SPHINCTER ENSEMBLE – Harrodian event # 1
Si vous avez été ados dans les années 70, ne cherchez même pas à vous souvenir si vous avez entendu parler de Sphincter Ensemble. Cette formation a eu beau enregistrer l’équivalent d’un album en 1972, ce travail n’a jamais été transféré sur disque et commercialisé à l’époque, faisant de Sphincter Ensemble un des secrets les mieux gardés des Seventies. Enfin, c’est surtout un secret qui intéressera les amateurs de musique expérimentale et improvisée, de jazz fusion avant-gardiste ou de prog électronique carrément à l’Ouest.
L’histoire de ce projet n’est pas très longue à raconter, ni dans ses prémisses, ni dans sa conclusion. Le 2 janvier 1972, une demi-douzaine de musiciens se réunissent au Harrodian Club de Barnes, quartier du sud-ouest londonien, et enregistrent sans aucun plan préétabli ni répétition préalable une gigantesque jam, sans structure, sans début et sans fin. Un des types a enregistré le truc, mis les bandes dans un tiroir et le tout a été soigneusement oublié pendant quarante ans.
L’homme à l’origine de ce coup de main est Trevor Morals, un batteur qui réunit par téléphone quelques musiciens n’ayant aucun lien particulier entre eux. Peter J. Robinson est un claviériste qui a joué dans Quatermass, excellent groupe heavy prog dans lequel on trouvait également John Gustafson à la basse. Ce dernier est également dans le projet et son énorme talent va véritablement créer le ciment rythmique qui sous-tend les morceaux du Sphincter Ensemble. De la bande, Gustafson est le membre le plus connu. Ayant débuté dans les années 60 au sein des Merseybeats, Gustafson a gagné ses galons dans Quatermass, puis le colérique Hard Stuff avant de passer brièvement chez Roxy Music et collaborer avec Ian Gillan de Deep Purple lorsque celui-ci se lance dans une carrière solo au milieu des années 70.

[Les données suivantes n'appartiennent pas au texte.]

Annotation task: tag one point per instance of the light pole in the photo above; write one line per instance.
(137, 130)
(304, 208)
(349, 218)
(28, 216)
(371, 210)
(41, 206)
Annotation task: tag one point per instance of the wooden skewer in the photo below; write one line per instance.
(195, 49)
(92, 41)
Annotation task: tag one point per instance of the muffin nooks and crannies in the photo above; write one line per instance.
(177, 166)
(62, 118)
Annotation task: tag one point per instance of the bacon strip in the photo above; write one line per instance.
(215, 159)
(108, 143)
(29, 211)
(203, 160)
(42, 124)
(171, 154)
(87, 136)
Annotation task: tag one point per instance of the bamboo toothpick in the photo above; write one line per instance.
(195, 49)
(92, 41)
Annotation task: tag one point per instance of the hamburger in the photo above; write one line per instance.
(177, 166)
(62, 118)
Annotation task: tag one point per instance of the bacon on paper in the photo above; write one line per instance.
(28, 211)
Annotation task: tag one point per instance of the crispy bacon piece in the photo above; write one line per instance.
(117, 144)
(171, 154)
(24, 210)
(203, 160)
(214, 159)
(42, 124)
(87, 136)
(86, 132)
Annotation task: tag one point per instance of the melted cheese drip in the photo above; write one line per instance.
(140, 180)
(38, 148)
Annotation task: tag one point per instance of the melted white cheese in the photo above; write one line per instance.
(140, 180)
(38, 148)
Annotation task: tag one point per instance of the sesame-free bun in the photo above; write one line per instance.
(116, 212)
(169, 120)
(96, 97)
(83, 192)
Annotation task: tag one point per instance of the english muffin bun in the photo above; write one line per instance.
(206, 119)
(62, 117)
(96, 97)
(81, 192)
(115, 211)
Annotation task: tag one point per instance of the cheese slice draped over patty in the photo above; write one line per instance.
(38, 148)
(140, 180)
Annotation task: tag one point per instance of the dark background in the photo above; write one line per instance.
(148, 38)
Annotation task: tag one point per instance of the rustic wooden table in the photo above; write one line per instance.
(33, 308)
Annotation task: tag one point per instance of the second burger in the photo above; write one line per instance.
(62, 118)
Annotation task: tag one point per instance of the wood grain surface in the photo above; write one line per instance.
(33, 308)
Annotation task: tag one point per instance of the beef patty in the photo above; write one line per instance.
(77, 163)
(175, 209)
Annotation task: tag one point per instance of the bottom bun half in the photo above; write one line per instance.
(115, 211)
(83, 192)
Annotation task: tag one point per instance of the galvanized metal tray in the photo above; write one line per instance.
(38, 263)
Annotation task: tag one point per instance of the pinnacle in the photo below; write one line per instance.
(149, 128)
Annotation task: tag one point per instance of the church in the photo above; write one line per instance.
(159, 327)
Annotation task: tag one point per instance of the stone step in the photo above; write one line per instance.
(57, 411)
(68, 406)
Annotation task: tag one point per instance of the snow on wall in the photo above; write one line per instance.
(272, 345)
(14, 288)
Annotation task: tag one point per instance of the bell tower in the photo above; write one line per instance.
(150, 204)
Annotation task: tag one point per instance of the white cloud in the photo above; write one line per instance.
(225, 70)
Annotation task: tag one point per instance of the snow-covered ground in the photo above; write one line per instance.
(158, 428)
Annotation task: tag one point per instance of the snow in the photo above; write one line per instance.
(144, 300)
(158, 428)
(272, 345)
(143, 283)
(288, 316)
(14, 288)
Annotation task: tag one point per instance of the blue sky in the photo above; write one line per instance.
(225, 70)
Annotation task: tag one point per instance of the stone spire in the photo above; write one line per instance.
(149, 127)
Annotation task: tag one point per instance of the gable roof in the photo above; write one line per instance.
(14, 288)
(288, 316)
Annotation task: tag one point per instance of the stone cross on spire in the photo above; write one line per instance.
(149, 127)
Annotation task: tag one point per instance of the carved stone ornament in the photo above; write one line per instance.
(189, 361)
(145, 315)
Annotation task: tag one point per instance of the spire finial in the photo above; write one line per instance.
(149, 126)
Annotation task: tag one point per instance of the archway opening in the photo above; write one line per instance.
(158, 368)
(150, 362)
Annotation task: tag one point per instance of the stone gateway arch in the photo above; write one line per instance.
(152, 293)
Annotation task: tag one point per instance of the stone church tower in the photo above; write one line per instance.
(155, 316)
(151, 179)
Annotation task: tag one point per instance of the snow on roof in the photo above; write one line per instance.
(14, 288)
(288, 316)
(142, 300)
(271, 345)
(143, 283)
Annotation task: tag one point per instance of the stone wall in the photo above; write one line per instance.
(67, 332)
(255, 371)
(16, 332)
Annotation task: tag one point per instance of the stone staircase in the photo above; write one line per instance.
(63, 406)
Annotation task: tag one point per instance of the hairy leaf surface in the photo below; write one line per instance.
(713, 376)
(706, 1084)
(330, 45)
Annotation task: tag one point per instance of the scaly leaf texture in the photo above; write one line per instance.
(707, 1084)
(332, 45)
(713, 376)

On trouve également Tony Walmsley (guitare), Martyn Ford (cuivres), Anne Odell (claviers) et Paul Buckmaster (violoncelle). Les musiciens se retrouvent au Harrodian Club le 2 janvier 1972, déballent le matériel, s’installent en cercle et commencent à jouer, sans la moindre directive. Tout se fait à l’instinct, au pifomètre. L’équipe s’engouffre d’entrée de jeu dans une longue divagation jazz prog, croisant Soft Machine et le Mahavishnu Orchestra. La basse élastique et virevoltante de John Gustafson, associée à la batterie de Trevor Morals, tisse un flot rythmique ondulant et capricieux. Le clavier réagit sur cette base avec des tressages tout en groove jazzy, tandis que le violoncelle vient se fracasser par petites touches sèches sur cet assemblage hétéroclite.
Tous les morceaux sont intitulés « Event » (« Event # 1 », « Event # 2 », etc.), avec un sous-titre délirant pour chacun d’entre eux (genre « Freen-Josp », « Sylvian interlude in a petunia patch », « Mortlake mootch » ou « Prelude before a cuppa »). Ce dernier sous-titre fait référence à la tasse de thé que les musiciens ont prise à l’issue de ce voyage débridé de près de trois quarts d’heure. Une pause bien méritée à laquelle on aura aussi droit après écoute de cet exercice purement expérimental, principalement recommandé aux audacieux du son. Car les amateurs de jolies structures bien propres et bien organisées vont avoir un sérieux mal à se dépêtrer dans ces circonvolutions fumeuses et astronautiques.
Mais il aurait été cependant injuste qu’un tel travail restât enterré dans les couloirs de l’oubli et il faut remercier la maison Esoteric Recordings qui présente ici en exclusivité mondiale et pour la première fois cet enregistrement exhumé et digitalisé qui apporte une nouvelle preuve que la musique pop et rock des années 70 n’avait pas de limite et ne reculait devant rien.